Alberts’ initial claim is that we need detailed mechanistic descriptions for the progress of molecular biology. However, he does not provide sounded motivation for that, but he just takes for granted that the aim of biology is to uncover the tiny details of causal production, to understand the ‘chemistry of life’ (sic). In other words, he thinks that we should move toward such detailed models for the sake of knowledge. As a philosopher I am sympathetic with this claim, but as a taxpayer contributing to basic research I would like to know more about that. Alberts’ claim looks like physicist Steven Weinberg’s last attempt (Kevles, 1997) to avoid funding cuts for the Super Conducting Collider. When it became clear that payoffs of physics research (fostered mainly within the context of the Cold War) were not motivating the 8 billions dollars necessary for the Super Conducting Collider, Weinberg played the card of ‘knowledge-for-the-sake-of-knowledge’ saying that if the Super Conducting Collider was killed, “you may as well say good-bye to (…) any hope in this country in our time of discovering a final theory of nature” (quoted in Kevles, 1997: 284). On the same premises, Alberts is saying that if we cut small science, then we may say ‘good-bye’ to the dream of discovering the secrets of the biological realm.
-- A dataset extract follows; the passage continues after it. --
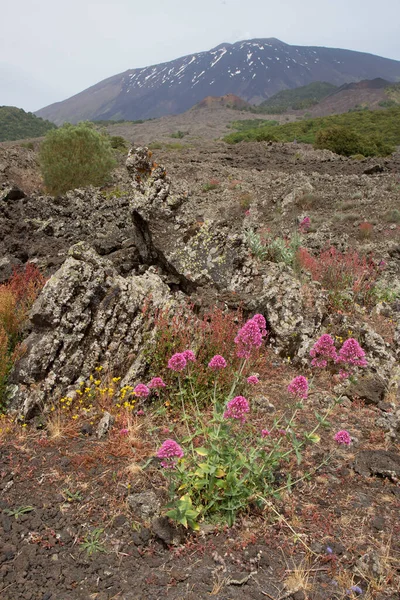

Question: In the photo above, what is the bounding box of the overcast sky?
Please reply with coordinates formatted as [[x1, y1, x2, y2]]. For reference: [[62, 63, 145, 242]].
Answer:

Yet, the aim of biology (with strategies to achieve it) is not established in a vacuum, but should always be contextualized within specific research and public agendas. Research priorities are established on the basis of reasons exceeding mere curiosity. Indeed, the very notion of ‘aim’—especially in the contemporary environment of bureaucratic and institutionalized research—depends strictly on a pre-existing agenda. Therefore the right way to face the problem of the dichotomy between small and big science in biology is to ask which of the two approaches can better serve the motivations of a particular research agenda. In other words, why do small or big science matter in a given context¹?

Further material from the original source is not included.